How can agencies manage the delicate balance between using data to its fullest extent without compromising privacy and security requirements? Two exciting and innovative data analysis tools—homomorphic encryption, or HE, and federated learning—may hold the answers to this question. Let’s take a look at what these tools are, how they work, and what agencies need to know as they consider implementing these models.

What is HE?

HE allows an AI algorithm to analyze encrypted data, letting data scientists glean valuable insights without having to decrypt sensitive data sets. Essentially, HE enables fundamental algebraic operations on encrypted data that are equivalent to running the same operations on unencrypted data. 

Put another way, HE could be considered a form of x-ray vision that allows machines to “see” the underlying statistics within the encrypted data while still keeping that data private. This can be enormously beneficial for government agencies. They can gain valuable insights hidden within encrypted data sets without compromising the security or privacy of the information contained within.

Once the doorway to preserving sensitive data sets has been opened by HE, agencies may feel more comfortable sharing encrypted data and collaborating with one another.

What is federated learning?

Yet their ability to share sensitive data may still be regulated or restricted.
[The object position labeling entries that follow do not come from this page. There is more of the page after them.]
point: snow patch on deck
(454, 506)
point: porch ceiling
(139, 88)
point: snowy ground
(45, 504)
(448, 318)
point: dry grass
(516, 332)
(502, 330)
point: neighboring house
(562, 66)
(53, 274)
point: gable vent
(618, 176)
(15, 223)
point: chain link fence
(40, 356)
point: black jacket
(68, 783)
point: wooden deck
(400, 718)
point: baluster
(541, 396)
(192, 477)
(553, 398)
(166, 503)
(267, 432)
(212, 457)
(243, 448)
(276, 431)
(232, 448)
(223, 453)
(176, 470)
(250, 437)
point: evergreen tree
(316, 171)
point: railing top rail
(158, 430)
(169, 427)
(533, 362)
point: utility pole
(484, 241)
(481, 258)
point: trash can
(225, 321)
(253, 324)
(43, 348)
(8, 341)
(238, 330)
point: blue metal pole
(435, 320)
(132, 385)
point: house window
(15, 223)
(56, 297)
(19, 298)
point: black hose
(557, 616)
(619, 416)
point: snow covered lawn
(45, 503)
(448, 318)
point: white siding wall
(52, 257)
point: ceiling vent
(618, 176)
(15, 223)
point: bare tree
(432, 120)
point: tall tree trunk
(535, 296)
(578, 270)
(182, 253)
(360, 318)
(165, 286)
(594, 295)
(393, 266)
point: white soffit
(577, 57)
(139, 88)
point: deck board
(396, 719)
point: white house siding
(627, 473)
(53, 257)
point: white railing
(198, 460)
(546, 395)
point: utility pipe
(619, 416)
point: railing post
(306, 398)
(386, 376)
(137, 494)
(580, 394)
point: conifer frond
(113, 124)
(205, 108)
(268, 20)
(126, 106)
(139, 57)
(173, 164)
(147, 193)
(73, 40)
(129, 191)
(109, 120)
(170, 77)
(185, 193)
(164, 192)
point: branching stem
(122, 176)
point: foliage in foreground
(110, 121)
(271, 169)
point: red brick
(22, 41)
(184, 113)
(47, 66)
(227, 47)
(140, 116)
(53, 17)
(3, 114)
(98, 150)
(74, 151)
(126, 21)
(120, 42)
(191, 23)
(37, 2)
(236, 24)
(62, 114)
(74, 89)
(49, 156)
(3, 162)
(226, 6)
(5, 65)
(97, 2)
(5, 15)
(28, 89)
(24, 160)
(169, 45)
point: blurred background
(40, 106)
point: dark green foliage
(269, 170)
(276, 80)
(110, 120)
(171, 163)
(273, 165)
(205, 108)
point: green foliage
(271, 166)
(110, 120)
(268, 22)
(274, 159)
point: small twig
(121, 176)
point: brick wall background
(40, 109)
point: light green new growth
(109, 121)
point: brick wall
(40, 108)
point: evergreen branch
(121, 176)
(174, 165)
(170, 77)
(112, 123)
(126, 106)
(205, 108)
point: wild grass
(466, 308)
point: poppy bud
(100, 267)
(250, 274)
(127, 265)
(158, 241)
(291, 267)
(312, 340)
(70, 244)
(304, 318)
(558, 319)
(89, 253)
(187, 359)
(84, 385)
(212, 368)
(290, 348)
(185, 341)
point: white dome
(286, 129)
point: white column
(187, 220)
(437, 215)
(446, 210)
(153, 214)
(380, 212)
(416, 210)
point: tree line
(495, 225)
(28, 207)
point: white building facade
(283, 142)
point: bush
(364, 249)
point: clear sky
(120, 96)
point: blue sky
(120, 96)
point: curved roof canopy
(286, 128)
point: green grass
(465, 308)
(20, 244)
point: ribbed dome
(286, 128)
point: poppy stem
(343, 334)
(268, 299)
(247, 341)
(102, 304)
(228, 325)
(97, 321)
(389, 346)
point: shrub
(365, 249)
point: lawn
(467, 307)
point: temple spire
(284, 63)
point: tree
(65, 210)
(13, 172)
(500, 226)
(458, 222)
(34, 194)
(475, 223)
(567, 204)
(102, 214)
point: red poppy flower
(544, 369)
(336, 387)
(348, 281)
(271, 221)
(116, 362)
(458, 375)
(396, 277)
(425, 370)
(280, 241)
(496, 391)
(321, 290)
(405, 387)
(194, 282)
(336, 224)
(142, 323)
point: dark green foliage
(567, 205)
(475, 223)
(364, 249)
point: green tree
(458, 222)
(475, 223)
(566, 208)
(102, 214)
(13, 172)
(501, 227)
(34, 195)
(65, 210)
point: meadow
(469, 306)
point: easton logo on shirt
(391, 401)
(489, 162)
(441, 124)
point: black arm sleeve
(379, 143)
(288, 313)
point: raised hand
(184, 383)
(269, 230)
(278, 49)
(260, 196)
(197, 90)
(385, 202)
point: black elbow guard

This is where federated learning comes into play.

Google introduced the concept of federated learning in 2017 as a means to allow mobile phones to collaboratively learn a shared prediction model while keeping a person’s private data on their device. The result was the popular Google keyboard prediction algorithm that “predicts” what a user is going to type while they enter a phrase. 

The application offers significant potential benefits to public sector agencies. Organizations can gain insights from different data sources without having to move data from one siloed location to a centralized server. Essentially, the algorithm goes to the data, while the data itself stays put. 

Teams working with data housed in different locations can still collaborate on deep learning projects without having to share their data. For instance, a group working at the Defense Logistics Agency can collaborate with colleagues working at the Defense Information Systems Agency on a joint DoD project—without their data having to leave their respective organizations. 

Keeping the data at-rest and in the possession of the various teams protects the integrity of the data, reduces risk and improves security. Meanwhile, teams can continue to iterate and collaborate on their projects without fear of their sensitive data being compromised.

What do agencies need to do?

HE and federated learning are very compelling and powerful options for working with sensitive data, but there are some requirements that agencies will need to consider before implementation. 

First, it’s important to factor in the storage costs associated with HE. A good rule of thumb is to estimate the amount of storage that would be needed to store the data unencrypted—and then double it. Agencies that use HE may end up dealing with large-scale and highly complex data sets. They’ll want to make sure they’ve got the space to store these sets.

Agencies must also ensure that their compute resources are up to the task. Running analytics on HE data can be very demanding and cause latency issues due to the intense nature of the analytics processes. Organizations that have already invested in high-performance computing will be set up well to handle these processes. 

It’s also worth considering utilizing a flexible, open-source software stack with support for multiple machine learning and deep learning frameworks. Such stacks can create an abstraction layer that allows data scientists in different agencies to work in their favorite deep learning framework to create models that can be distributed to seamlessly share information—important for federated learning. 

But the most important thing to know is that there are now ways to share and gain insights from data without compromising that data’s integrity. HE and federated learning provide agencies with the ability protect data while also using it to its fullest extent. 

Sean McPherson is a deep learning data scientist at Intel.